Here's how they spent your first TARP - Bailout Is a Windfall to Banks, if Not to Borrowers:
At the Palm Beach Ritz-Carlton last November, John C. Hope III, the chairman of Whitney National Bank in New Orleans, stood before a ballroom full of Wall Street analysts and explained how his bank intended to use its $300 million in federal bailout money.
"Make more loans?" Mr. Hope said. "We’re not going to change our business model or our credit policies to accommodate the needs of the public sector as they see it to have us make more loans."
At least this guy had the decency to come clean. And now we are seriously considering a second tranche of TARP?
Here's another great use of TARP funding:
Despite crippling losses, multibillion-dollar bailouts and the passing of some of the most prominent names in the business, employees at financial companies in New York, the now-diminished world capital of capital, collected an estimated $18.4 billion in bonuses for the year.

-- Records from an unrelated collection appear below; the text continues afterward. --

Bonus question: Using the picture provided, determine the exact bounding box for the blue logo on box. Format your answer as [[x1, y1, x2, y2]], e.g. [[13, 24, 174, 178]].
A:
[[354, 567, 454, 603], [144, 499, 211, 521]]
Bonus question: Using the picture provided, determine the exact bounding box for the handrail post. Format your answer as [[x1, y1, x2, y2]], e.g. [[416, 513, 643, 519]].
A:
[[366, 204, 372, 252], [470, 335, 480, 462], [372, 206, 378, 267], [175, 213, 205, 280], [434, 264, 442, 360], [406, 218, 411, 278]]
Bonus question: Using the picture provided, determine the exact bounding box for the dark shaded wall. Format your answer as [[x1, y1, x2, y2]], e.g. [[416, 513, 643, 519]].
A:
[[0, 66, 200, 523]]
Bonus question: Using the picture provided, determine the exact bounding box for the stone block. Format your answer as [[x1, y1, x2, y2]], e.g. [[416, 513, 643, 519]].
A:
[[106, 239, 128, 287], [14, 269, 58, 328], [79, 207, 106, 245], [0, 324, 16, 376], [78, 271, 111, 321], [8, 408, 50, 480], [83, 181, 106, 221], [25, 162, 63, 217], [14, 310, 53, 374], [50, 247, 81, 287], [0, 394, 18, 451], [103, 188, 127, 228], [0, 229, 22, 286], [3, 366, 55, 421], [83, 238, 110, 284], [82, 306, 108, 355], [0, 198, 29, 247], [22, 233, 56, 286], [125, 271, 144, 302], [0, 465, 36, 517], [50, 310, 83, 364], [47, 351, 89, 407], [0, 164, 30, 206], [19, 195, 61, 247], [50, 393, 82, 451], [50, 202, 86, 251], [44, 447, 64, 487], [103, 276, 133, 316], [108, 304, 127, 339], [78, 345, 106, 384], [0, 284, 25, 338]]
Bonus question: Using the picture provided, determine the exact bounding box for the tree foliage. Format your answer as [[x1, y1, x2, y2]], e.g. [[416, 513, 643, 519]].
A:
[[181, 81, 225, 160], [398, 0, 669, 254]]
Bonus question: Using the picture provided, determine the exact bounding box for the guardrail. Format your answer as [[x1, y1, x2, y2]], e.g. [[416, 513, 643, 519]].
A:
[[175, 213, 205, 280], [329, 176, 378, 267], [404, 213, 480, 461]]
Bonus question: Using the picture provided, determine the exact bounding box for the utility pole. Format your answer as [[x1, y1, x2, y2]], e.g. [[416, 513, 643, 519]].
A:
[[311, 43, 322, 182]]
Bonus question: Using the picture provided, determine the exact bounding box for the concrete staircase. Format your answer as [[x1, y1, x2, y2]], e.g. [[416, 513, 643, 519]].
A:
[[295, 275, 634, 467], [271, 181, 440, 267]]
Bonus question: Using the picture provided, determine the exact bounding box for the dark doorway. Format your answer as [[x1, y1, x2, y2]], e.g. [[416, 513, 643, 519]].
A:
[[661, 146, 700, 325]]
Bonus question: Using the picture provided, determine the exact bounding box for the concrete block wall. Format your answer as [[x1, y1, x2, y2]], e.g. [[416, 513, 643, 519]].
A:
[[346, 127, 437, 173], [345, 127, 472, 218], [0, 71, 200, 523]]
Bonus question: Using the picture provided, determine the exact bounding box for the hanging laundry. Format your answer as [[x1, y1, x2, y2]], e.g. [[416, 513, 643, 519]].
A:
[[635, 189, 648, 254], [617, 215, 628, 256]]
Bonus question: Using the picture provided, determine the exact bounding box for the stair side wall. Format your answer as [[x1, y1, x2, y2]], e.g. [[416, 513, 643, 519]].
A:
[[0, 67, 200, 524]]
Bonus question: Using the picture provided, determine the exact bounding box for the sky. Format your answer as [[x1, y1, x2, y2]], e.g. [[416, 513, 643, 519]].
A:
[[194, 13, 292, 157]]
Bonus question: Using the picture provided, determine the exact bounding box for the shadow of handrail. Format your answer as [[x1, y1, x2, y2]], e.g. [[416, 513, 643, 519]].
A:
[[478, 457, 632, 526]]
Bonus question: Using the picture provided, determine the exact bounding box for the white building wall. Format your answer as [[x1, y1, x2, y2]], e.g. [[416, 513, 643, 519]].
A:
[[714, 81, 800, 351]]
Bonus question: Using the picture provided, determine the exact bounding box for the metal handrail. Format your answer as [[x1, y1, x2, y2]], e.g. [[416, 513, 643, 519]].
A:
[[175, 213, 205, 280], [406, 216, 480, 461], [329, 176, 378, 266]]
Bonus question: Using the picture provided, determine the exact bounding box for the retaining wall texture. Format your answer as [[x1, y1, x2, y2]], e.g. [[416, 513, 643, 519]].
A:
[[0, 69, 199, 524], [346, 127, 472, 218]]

All the bankers know they have bankrupted their banks and are now sucking the last drops of blood from their rotting corpses. Here's Nuriel Roubini, who predicted this collapse last year:
"I’ve found that credit losses could peak at a level of $3.6 trillion for U.S. institutions, half of them by banks and broker dealers," Roubini said at a conference in Dubai today. "If that’s true, it means the U.S. banking system is effectively insolvent because it starts with a capital of $1.4 trillion. This is a systemic banking crisis."
And now they are planning a second TARP:
Government officials seeking to revamp the U.S. financial bailout have discussed spending another $1 trillion to $2 trillion to help restore banks to health, according to people familiar with the matter.
Aiyyaaa! Stop me before I TARP again!